SIP In NEPAL: A Smart Strategy or a Structured Illusion?

Mon, Jun 23, 2025 11:48 AM on Mutual Fund, Featured, Stock Market, National,

“If SIP is truly that powerful, why are most people who promote it just selling it—rather than growing rich from it themselves?”

Systematic Investment Plans (SIPs) are frequently promoted as one of the most intelligent methods for accumulating long-term wealth. They offer the advantages of disciplined investing, reduced risk, and the benefits of compounding — presenting themselves as an ideal financial strategy for average investors.

As of now, 7 open‑ended mutual funds in Nepal offer SIP options, including:

1. NIBL Sahabhagita Fund (NIBLSF)
2. Siddhartha Systematic Investment Scheme (SSIS)
3. NMB Saral Bachat Fund‑E (NMBSBE)
4. NIC Asia Dynamic Debt Fund (NADDF)
5. Kumari Sunaulo Lagani Yojana
6. Subha Laxmi Kosh
7. Nabil Flexi Cap Fund

But is SIP truly a smart strategy, or just a well-packaged financial trap? In Nepal, the reality is more complex — and in many cases, concerning.

Lets discuss in detail:-

1. Promise vs. Performance

SIPs in Nepal are marketed with the promise of achieving "financial freedom" through consistent, small investments. Nevertheless, numerous investors have discovered that the actual returns seldom align with their expectations. In a fluctuating and underdeveloped market such as NEPSE, mutual funds linked to SIPs frequently underperform, particularly in comparison to direct investments. Although SIPs claim to offer stable returns, the actual outcomes are often disheartening. It might appear "intelligent," but when the anticipated returns fail to materialize, the strategy begins to resemble a trap.

2. Lack of Transparency

A fundamental issue with SIPs is the absence of transparency in fund management. Investors frequently remain unaware of:

 Where their funds are allocated?
 The management fees they incur?
 The reasons behind their fund's poor performance?

In the absence of transparent communication or consistent accountability from fund managers, investors find themselves uninformed. They continue to invest without insight, anticipating outcomes that fail to
materialize. Consequently, what is promoted as "trust-based investing" increasingly resembles mere blind gambling.
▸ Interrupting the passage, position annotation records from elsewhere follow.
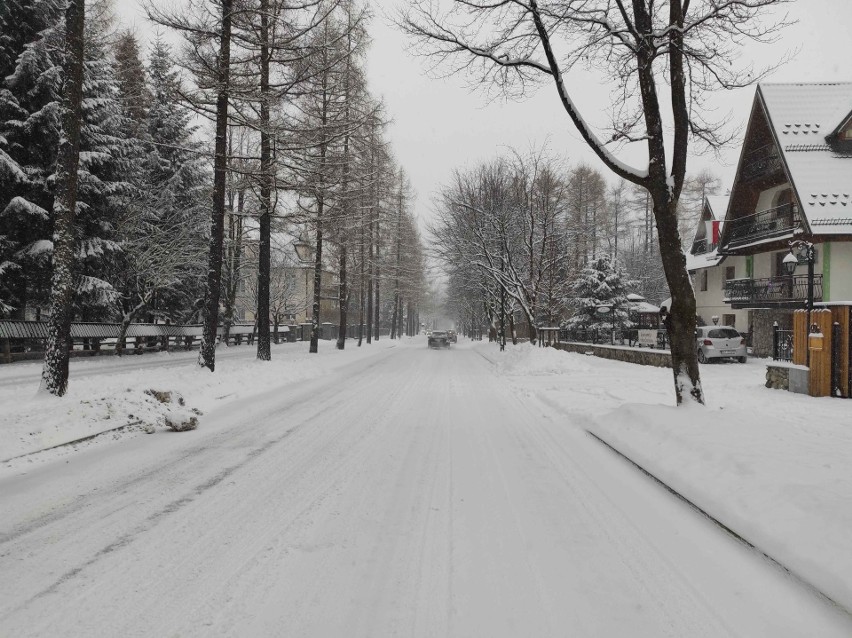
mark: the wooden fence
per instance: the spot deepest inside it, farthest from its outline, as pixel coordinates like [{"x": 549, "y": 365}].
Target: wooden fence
[
  {"x": 24, "y": 340},
  {"x": 829, "y": 347}
]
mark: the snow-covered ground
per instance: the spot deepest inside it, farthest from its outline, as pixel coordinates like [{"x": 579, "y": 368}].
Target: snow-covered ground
[
  {"x": 108, "y": 392},
  {"x": 772, "y": 465},
  {"x": 394, "y": 490}
]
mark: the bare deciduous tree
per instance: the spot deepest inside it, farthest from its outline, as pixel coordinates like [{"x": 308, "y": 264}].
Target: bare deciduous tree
[{"x": 650, "y": 51}]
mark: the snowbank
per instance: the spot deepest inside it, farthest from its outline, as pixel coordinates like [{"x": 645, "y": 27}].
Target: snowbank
[{"x": 110, "y": 392}]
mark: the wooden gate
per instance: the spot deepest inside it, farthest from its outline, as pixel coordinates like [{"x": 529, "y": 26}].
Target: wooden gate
[{"x": 822, "y": 347}]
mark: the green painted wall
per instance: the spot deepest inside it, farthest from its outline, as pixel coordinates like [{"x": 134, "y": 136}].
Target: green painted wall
[{"x": 826, "y": 271}]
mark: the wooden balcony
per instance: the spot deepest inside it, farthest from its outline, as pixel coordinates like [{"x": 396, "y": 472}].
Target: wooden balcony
[
  {"x": 772, "y": 292},
  {"x": 767, "y": 224},
  {"x": 760, "y": 163},
  {"x": 701, "y": 247}
]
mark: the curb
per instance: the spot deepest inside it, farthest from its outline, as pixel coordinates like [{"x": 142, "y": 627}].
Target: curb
[
  {"x": 74, "y": 442},
  {"x": 803, "y": 581}
]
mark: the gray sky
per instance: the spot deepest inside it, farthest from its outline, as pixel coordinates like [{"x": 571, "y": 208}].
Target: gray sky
[{"x": 440, "y": 124}]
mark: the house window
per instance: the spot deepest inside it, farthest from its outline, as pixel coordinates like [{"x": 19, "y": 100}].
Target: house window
[
  {"x": 784, "y": 197},
  {"x": 730, "y": 273}
]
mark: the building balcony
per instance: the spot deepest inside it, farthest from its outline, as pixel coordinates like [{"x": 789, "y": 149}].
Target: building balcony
[
  {"x": 760, "y": 163},
  {"x": 701, "y": 247},
  {"x": 774, "y": 292},
  {"x": 767, "y": 224}
]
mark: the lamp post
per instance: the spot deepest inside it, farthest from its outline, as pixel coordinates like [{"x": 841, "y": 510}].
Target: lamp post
[{"x": 804, "y": 249}]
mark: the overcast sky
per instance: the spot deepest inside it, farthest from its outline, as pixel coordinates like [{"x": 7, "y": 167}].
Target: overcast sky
[{"x": 440, "y": 124}]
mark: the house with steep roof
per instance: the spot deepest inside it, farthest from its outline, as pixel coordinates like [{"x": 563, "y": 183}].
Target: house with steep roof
[
  {"x": 793, "y": 181},
  {"x": 711, "y": 270}
]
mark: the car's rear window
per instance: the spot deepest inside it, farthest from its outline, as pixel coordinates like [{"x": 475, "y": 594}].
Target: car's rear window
[{"x": 723, "y": 333}]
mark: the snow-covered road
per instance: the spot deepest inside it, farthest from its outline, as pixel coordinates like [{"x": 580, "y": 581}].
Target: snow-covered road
[{"x": 409, "y": 493}]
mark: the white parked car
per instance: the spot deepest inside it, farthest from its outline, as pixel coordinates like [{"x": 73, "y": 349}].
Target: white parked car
[{"x": 720, "y": 342}]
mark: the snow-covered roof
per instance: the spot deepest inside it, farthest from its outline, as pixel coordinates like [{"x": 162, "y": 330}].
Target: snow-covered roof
[
  {"x": 718, "y": 206},
  {"x": 802, "y": 116},
  {"x": 637, "y": 303}
]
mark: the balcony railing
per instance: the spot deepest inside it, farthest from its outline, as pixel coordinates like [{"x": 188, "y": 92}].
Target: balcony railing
[
  {"x": 700, "y": 247},
  {"x": 761, "y": 162},
  {"x": 786, "y": 291},
  {"x": 764, "y": 225}
]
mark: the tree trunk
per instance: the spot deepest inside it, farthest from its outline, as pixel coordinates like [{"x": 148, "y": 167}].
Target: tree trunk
[
  {"x": 377, "y": 305},
  {"x": 680, "y": 322},
  {"x": 361, "y": 288},
  {"x": 235, "y": 230},
  {"x": 264, "y": 350},
  {"x": 315, "y": 316},
  {"x": 54, "y": 376},
  {"x": 343, "y": 299},
  {"x": 207, "y": 354}
]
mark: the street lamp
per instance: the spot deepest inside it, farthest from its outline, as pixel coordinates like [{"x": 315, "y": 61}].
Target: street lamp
[{"x": 804, "y": 249}]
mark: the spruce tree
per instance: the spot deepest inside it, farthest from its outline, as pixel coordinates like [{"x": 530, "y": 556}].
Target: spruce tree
[{"x": 601, "y": 285}]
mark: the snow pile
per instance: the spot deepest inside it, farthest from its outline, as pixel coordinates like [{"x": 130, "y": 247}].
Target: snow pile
[
  {"x": 105, "y": 393},
  {"x": 771, "y": 465}
]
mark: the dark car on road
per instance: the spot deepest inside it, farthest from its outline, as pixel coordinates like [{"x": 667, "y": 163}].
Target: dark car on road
[{"x": 439, "y": 339}]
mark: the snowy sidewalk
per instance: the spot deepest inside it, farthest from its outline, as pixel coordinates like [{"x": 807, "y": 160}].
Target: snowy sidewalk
[{"x": 771, "y": 465}]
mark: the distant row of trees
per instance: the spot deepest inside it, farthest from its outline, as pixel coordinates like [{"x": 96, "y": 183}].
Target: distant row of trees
[
  {"x": 516, "y": 234},
  {"x": 661, "y": 60},
  {"x": 106, "y": 180}
]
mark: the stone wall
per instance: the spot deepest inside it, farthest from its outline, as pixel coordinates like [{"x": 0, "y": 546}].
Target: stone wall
[
  {"x": 642, "y": 356},
  {"x": 784, "y": 376}
]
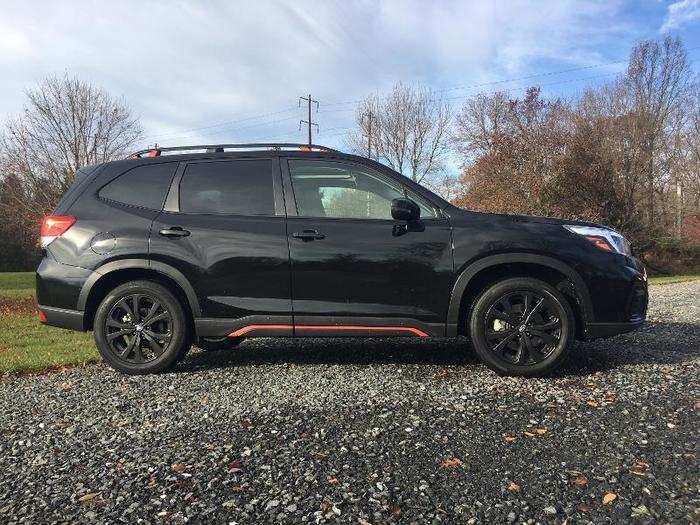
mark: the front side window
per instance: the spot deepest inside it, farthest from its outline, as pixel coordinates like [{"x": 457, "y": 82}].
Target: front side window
[
  {"x": 144, "y": 186},
  {"x": 237, "y": 187},
  {"x": 338, "y": 190}
]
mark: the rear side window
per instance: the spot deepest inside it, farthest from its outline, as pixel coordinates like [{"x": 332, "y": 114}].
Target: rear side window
[
  {"x": 238, "y": 187},
  {"x": 144, "y": 186}
]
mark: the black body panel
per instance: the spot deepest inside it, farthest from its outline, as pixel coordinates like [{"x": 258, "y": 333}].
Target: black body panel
[{"x": 250, "y": 274}]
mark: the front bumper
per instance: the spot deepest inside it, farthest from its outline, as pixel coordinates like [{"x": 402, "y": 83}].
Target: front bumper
[{"x": 62, "y": 318}]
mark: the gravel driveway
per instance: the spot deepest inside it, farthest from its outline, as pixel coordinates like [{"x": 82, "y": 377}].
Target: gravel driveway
[{"x": 366, "y": 431}]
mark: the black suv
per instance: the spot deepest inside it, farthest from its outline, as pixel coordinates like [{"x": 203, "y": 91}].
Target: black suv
[{"x": 213, "y": 244}]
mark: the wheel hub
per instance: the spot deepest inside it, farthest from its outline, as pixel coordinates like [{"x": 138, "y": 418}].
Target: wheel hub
[{"x": 523, "y": 327}]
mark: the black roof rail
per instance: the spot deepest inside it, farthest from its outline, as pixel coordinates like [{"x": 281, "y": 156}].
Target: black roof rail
[{"x": 220, "y": 148}]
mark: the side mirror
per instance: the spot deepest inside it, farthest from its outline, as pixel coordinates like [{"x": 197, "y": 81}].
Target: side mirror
[{"x": 405, "y": 210}]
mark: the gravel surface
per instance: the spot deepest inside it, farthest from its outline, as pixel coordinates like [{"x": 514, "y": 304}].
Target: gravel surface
[{"x": 362, "y": 431}]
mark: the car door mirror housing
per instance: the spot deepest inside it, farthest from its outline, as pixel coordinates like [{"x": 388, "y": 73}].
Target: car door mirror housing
[{"x": 405, "y": 210}]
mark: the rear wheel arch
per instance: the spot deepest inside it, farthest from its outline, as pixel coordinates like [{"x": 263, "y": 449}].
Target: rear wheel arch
[
  {"x": 479, "y": 275},
  {"x": 111, "y": 275}
]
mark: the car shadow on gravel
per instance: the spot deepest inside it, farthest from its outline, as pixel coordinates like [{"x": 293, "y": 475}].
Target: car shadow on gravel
[{"x": 657, "y": 343}]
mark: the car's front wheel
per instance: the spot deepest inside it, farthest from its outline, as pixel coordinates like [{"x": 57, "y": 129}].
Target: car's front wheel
[
  {"x": 522, "y": 327},
  {"x": 141, "y": 328}
]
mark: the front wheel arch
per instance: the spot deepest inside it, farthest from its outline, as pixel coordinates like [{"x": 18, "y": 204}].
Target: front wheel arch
[{"x": 479, "y": 275}]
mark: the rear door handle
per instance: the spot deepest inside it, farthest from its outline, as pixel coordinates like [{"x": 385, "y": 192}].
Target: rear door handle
[
  {"x": 174, "y": 231},
  {"x": 308, "y": 235}
]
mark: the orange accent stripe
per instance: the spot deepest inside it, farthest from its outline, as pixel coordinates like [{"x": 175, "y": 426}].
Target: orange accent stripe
[
  {"x": 350, "y": 328},
  {"x": 329, "y": 328},
  {"x": 254, "y": 327}
]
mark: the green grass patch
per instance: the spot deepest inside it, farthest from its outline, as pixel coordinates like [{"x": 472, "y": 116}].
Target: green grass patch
[
  {"x": 28, "y": 346},
  {"x": 670, "y": 279}
]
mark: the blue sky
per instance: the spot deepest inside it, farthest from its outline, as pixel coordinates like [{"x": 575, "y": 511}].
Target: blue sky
[{"x": 206, "y": 71}]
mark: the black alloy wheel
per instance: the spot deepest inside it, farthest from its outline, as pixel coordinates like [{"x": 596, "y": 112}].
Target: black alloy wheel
[
  {"x": 522, "y": 326},
  {"x": 141, "y": 328}
]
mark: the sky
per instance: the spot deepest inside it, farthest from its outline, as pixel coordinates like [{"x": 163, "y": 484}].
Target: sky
[{"x": 233, "y": 71}]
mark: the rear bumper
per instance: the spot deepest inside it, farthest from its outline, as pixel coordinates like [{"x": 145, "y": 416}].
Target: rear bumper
[
  {"x": 63, "y": 318},
  {"x": 602, "y": 330}
]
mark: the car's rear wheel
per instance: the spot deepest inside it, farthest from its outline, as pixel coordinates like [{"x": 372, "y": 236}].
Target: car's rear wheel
[
  {"x": 522, "y": 327},
  {"x": 141, "y": 328},
  {"x": 213, "y": 344}
]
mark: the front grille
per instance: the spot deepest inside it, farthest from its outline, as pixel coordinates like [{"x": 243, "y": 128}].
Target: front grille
[{"x": 638, "y": 303}]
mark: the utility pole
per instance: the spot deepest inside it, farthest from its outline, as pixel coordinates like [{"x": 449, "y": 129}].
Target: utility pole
[
  {"x": 309, "y": 122},
  {"x": 369, "y": 135}
]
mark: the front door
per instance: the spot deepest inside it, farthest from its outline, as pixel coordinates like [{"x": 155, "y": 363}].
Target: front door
[
  {"x": 224, "y": 229},
  {"x": 355, "y": 270}
]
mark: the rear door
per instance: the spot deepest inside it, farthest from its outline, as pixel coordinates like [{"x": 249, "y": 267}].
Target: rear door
[
  {"x": 355, "y": 270},
  {"x": 223, "y": 227}
]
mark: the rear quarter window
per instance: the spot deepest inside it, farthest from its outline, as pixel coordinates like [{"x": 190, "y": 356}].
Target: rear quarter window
[
  {"x": 143, "y": 186},
  {"x": 236, "y": 187}
]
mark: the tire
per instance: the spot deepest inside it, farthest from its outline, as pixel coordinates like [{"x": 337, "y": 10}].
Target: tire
[
  {"x": 522, "y": 327},
  {"x": 214, "y": 344},
  {"x": 149, "y": 341}
]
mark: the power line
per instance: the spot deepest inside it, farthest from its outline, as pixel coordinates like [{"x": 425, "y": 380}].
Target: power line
[
  {"x": 309, "y": 122},
  {"x": 187, "y": 132}
]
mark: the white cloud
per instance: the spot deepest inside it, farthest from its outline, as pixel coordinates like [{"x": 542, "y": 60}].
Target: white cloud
[
  {"x": 184, "y": 65},
  {"x": 680, "y": 13}
]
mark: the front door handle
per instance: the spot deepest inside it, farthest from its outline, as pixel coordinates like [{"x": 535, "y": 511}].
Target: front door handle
[
  {"x": 308, "y": 235},
  {"x": 174, "y": 231}
]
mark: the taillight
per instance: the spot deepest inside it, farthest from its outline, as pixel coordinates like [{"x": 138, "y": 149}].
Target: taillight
[{"x": 53, "y": 226}]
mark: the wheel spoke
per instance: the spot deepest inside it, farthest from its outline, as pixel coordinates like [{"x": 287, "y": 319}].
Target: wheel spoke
[
  {"x": 147, "y": 334},
  {"x": 125, "y": 306},
  {"x": 500, "y": 346},
  {"x": 138, "y": 354},
  {"x": 137, "y": 314},
  {"x": 527, "y": 343},
  {"x": 529, "y": 313},
  {"x": 165, "y": 335},
  {"x": 159, "y": 317},
  {"x": 124, "y": 353},
  {"x": 120, "y": 333},
  {"x": 116, "y": 324},
  {"x": 549, "y": 325},
  {"x": 548, "y": 338},
  {"x": 498, "y": 334},
  {"x": 151, "y": 312},
  {"x": 153, "y": 343}
]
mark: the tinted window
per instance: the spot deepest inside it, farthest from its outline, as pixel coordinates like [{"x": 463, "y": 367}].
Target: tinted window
[
  {"x": 144, "y": 186},
  {"x": 332, "y": 189},
  {"x": 239, "y": 187}
]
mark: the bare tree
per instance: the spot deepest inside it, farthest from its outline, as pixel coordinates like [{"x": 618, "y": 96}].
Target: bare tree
[
  {"x": 657, "y": 79},
  {"x": 406, "y": 129},
  {"x": 66, "y": 124}
]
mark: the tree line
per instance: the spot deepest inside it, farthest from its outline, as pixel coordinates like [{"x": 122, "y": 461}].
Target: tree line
[{"x": 626, "y": 154}]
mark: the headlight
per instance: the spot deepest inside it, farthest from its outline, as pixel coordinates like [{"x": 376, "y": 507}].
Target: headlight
[{"x": 603, "y": 238}]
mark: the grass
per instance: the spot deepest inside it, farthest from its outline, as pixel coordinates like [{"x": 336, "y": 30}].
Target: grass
[
  {"x": 670, "y": 279},
  {"x": 28, "y": 346},
  {"x": 25, "y": 344}
]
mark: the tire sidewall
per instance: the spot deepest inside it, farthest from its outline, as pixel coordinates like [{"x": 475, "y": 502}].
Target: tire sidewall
[
  {"x": 477, "y": 332},
  {"x": 178, "y": 341}
]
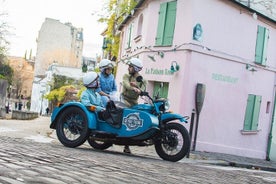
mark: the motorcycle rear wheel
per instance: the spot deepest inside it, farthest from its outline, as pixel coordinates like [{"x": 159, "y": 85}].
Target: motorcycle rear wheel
[
  {"x": 100, "y": 145},
  {"x": 174, "y": 143},
  {"x": 72, "y": 127}
]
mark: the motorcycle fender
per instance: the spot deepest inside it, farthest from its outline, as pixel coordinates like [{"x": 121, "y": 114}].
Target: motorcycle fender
[
  {"x": 91, "y": 116},
  {"x": 170, "y": 116}
]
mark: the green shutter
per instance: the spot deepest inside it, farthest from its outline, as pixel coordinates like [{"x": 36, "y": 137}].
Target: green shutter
[
  {"x": 261, "y": 45},
  {"x": 256, "y": 112},
  {"x": 248, "y": 112},
  {"x": 170, "y": 23},
  {"x": 161, "y": 24}
]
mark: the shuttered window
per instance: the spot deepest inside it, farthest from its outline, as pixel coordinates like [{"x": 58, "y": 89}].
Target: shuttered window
[
  {"x": 166, "y": 24},
  {"x": 162, "y": 92},
  {"x": 129, "y": 36},
  {"x": 252, "y": 112},
  {"x": 261, "y": 45}
]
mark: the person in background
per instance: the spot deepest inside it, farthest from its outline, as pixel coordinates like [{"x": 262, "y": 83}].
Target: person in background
[
  {"x": 132, "y": 88},
  {"x": 107, "y": 87},
  {"x": 90, "y": 96}
]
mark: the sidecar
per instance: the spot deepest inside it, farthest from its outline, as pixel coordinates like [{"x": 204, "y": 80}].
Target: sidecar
[{"x": 74, "y": 123}]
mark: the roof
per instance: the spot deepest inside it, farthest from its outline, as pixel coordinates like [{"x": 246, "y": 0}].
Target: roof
[{"x": 140, "y": 3}]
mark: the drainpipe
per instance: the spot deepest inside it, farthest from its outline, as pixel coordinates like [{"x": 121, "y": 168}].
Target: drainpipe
[
  {"x": 271, "y": 129},
  {"x": 199, "y": 99}
]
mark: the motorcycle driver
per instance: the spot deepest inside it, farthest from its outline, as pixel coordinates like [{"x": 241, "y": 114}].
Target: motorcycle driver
[
  {"x": 107, "y": 86},
  {"x": 132, "y": 88},
  {"x": 90, "y": 96}
]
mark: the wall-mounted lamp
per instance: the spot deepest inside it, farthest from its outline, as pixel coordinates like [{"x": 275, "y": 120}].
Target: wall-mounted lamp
[
  {"x": 159, "y": 53},
  {"x": 174, "y": 66},
  {"x": 250, "y": 68}
]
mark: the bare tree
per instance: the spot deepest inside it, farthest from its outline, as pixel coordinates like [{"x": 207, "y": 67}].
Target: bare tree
[{"x": 266, "y": 7}]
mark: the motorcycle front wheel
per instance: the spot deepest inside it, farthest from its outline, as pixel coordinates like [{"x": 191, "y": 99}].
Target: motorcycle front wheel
[
  {"x": 100, "y": 145},
  {"x": 72, "y": 127},
  {"x": 174, "y": 143}
]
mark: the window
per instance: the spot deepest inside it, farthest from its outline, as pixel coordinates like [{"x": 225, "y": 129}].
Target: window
[
  {"x": 79, "y": 36},
  {"x": 129, "y": 36},
  {"x": 261, "y": 45},
  {"x": 139, "y": 29},
  {"x": 140, "y": 24},
  {"x": 162, "y": 92},
  {"x": 252, "y": 112},
  {"x": 166, "y": 23}
]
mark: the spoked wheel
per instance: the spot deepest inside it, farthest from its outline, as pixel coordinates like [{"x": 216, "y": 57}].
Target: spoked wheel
[
  {"x": 174, "y": 143},
  {"x": 100, "y": 145},
  {"x": 72, "y": 127}
]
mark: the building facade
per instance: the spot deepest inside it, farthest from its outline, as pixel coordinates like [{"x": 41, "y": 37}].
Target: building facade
[
  {"x": 21, "y": 89},
  {"x": 220, "y": 48},
  {"x": 58, "y": 43}
]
3. Deceptive Marketing practices and Agents

SIPs are marketed aggressively in Nepal, typically through commission- driven agents through social media as;- youtube,instagram and many others who prioritize their sales goals over your financial well-being.

These agents often:
 Guarantee returns
 Minimize or conceal risks
 Promote SIPs as superior to fixed deposits without providing adequate explanations.

This results in a sales-oriented environment where financial literacy is overlooked, leading investors to purchase products they do not completely comprehend. While it may not be a blatant scam, these sales techniques undoubtedly come across as manipulative.

For instance:- The message usually goes like this: “Start with just Rs. 1000 monthly and become a millionaire.” While SIPs can be part of a long-term plan, these claims are often exaggerated. Most of these promotions ignore important factors like market volatility, lack of liquidity, and poor fund management.

4. Hidden Costs Eat Returns

Although SIP is promoted as a form of "low-cost investing," the truth is that many SIP funds in Nepal incur management fees, service charges, and taxes that diminish overall returns. These expenses are frequently
hidden from average investors and seldom mentioned by agents or firms. Ultimately, a significant portion of your earnings could end up benefiting someone else rather than you.

5. Poor Regulation = Poor Protection

Nepal's mutual fund sector is characterized by insufficient regulation and inadequate protection for investors. In the event of a fund's failure or if a manager misappropriates investor funds, the average individual has limited recourse. Although SEBON's regulatory oversight is on the rise, investors continue to face systemic risks. You are participating in a system where a "smart strategy" can swiftly transform into an unnoticed loss.

Conclusion: Smart Strategy or Hidden Trap?

Although SIPs seem appealing at first glance, particularly in theory, their sales and management practices in Nepal render them risky — potentially even predatory — for the average investor. In the absence of transparency, regulation, or education, SIPs can shift from being a genuine "strategy" to a mere structured illusion, favoring companies and agents over the individuals who are investing.

So, is SIP a scam? Maybe not directly. But in Nepal, the way it’s being used certainly makes it feel like one.